Now: what is in these books? You can look at the chapter outlines here: https://en.wikipedia.org/w/index.php?title=The_Art_of_Comput... — the topics are low-level (he is interested in practical algorithms that one could conceivably want to write in machine code and actually run, to get answers) but covered in amazing detail. For example, you may think that there's nothing more to say about the idea of “sequential search” than “look through an array till you find the element”, but he has 10 pages of careful study of it, followed by 6 pages of exercises and solutions in small print. Then follow even more pages devoted to binary search. And so on.
(The new volumes on combinatorial algorithms are also like that: I thought I'd written lots of backtracking programs for programming contests and whatnot, and “knew” backtracking, but Knuth exhausted everything I knew in under a page, and followed it with dozens and dozens of pages.)
If you are a certain sort of person, you will enjoy this a lot. Every page is full of lots of clever and deep ideas: Knuth has basically taken the entire published literature in computer science on each topic he covers, digested it thoroughly, passed it through his personal interestingness filter, added some of his own ideas, and published it in carefully written pages of charming, playful, prose.
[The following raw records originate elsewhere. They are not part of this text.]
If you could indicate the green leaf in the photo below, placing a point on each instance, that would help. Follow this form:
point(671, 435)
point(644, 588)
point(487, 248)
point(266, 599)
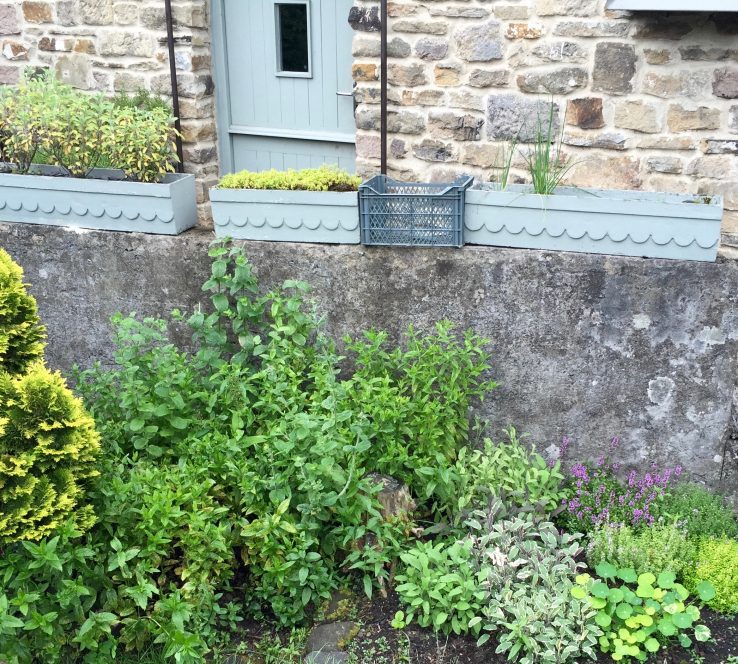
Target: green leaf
point(702, 633)
point(705, 591)
point(666, 580)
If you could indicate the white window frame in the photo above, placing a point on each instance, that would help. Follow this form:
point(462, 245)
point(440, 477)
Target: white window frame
point(278, 43)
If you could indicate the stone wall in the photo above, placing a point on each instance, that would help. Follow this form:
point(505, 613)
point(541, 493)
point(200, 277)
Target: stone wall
point(583, 345)
point(115, 45)
point(649, 100)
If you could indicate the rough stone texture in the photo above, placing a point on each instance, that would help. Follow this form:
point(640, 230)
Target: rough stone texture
point(638, 116)
point(120, 45)
point(581, 343)
point(614, 68)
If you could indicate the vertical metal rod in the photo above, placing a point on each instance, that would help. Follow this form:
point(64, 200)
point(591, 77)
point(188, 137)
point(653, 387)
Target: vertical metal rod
point(173, 79)
point(383, 88)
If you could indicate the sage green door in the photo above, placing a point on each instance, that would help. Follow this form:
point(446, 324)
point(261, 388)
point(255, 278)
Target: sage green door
point(284, 85)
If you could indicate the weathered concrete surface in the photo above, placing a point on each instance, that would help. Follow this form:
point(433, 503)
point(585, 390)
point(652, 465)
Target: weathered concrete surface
point(584, 345)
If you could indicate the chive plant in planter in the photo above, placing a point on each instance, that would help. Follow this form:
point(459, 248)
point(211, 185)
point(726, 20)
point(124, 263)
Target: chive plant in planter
point(545, 215)
point(311, 205)
point(84, 160)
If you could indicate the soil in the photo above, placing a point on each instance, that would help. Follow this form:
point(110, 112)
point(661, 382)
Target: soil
point(379, 643)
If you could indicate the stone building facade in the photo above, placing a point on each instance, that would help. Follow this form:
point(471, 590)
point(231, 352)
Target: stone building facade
point(115, 45)
point(647, 100)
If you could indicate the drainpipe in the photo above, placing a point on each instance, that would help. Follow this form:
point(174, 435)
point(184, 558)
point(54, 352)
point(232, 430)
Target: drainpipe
point(383, 88)
point(173, 79)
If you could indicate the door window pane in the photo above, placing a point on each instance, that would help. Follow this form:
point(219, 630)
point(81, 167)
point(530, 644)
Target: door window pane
point(293, 38)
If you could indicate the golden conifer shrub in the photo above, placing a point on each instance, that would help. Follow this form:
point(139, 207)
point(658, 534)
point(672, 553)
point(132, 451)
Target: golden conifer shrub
point(21, 333)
It does require some mathematical maturity (say at the level of decent college student, or strong high school student) to read the mathematical sections, or you can skim through them and just get the ideas.
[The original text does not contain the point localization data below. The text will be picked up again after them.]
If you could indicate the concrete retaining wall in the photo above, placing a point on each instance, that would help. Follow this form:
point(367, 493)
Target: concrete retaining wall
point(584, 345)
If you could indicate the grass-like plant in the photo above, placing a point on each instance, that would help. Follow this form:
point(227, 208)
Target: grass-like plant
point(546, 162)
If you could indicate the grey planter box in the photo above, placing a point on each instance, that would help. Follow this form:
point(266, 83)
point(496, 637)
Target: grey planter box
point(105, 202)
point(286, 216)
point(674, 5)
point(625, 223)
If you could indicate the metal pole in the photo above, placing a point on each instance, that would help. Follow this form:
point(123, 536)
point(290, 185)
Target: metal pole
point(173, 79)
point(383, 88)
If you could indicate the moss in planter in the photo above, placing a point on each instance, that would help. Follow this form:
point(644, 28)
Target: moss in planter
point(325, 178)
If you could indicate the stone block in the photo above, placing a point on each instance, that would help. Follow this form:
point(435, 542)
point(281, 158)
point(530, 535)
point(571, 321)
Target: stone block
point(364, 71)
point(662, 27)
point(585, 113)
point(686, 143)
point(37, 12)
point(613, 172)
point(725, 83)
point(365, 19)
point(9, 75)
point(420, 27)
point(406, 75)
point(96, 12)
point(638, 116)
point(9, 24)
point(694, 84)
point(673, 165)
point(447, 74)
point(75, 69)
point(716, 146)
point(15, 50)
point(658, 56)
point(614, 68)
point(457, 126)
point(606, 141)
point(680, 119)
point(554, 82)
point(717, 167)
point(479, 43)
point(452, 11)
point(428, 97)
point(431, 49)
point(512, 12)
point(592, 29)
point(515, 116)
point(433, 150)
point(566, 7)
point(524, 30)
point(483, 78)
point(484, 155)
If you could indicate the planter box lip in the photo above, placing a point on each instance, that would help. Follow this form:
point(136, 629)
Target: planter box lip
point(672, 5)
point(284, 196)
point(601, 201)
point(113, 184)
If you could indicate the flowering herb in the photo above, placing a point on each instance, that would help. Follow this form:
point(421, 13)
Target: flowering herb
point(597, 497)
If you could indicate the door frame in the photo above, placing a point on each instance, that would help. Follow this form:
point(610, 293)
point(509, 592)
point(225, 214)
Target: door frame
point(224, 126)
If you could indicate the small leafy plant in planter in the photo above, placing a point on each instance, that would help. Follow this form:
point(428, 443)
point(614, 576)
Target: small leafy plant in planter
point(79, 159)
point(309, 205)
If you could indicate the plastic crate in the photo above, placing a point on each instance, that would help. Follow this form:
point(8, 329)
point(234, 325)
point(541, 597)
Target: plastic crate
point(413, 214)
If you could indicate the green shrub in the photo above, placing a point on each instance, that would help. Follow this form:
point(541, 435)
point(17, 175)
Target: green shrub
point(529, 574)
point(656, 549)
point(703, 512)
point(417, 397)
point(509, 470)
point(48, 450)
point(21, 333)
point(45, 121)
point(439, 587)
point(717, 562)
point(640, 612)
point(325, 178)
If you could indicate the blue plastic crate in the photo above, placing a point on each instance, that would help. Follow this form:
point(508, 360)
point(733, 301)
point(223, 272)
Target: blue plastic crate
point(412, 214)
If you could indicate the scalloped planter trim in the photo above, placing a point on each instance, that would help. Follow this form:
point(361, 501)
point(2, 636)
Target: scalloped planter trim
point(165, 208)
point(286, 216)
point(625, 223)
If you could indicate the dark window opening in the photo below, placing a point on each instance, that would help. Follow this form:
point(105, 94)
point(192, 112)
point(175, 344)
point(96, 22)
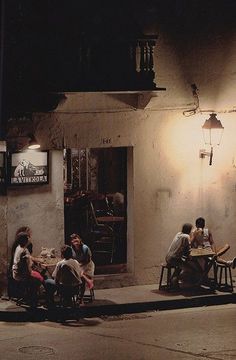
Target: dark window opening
point(95, 189)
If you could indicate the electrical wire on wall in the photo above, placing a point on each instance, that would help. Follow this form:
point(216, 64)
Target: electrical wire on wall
point(196, 105)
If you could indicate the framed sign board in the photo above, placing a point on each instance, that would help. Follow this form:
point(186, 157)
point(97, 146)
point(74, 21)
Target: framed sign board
point(28, 167)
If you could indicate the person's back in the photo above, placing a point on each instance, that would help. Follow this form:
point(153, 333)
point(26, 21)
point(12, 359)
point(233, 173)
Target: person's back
point(68, 273)
point(201, 236)
point(179, 248)
point(21, 260)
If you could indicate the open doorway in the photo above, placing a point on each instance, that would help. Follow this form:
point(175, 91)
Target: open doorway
point(95, 193)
But you won't learn about, say, writing a React frontend, or a CRUD app, or how to work with Git, or API design for software-engineering in large teams, or any number of things relevant to computer programmers today.
Some ways you could answer for yourself whether it's worth the time and effort:
• Would you read it even if it wasn't called “The Art of Computer Programming”, but was called “The Analysis of Algorithms” or “Don Knuth's big book of super-deep study of some ideas in computer programming”?
• Take a look at some of the recent “pre-fascicles” online, and see if you enjoy them. (E.g. https://cs.stanford.edu/~knuth/fasc5b.ps.gz is the one about backtracking, and an early draft of part of Volume 4B. https://cs.stanford.edu/~knuth/fasc1a.ps.gz is “Bitwise tricks and techniques” — think “Hacker's Delight” — published as part of Volume 4A. Etc.)
• See what other people got out of the books, e.g. these posts: https://commandlinefanatic.com/cgi-bin/showarticle.cgi?artic... https://commandlinefanatic.com/cgi-bin/showarticle.cgi?artic... https://commandlinefanatic.com/cgi-bin/showarticle.cgi?artic... are by someone who read the first three volumes in 3 years. For a while I attended a reading group (some recordings at https://www.youtube.com/channel/UCHOHy9Rjl3MlEfZ2HI0AD3g but I doubt they'll be useful to anyone who didn't attend), and we read about 0.5–2 pages an hour on average IIRC. And so on.
I find reading these books (even if dipping into only a few pages here and there) a more rewarding use of time than social media or HN, for instance, and wish I could make more time for them. But everyone's tastes will differ.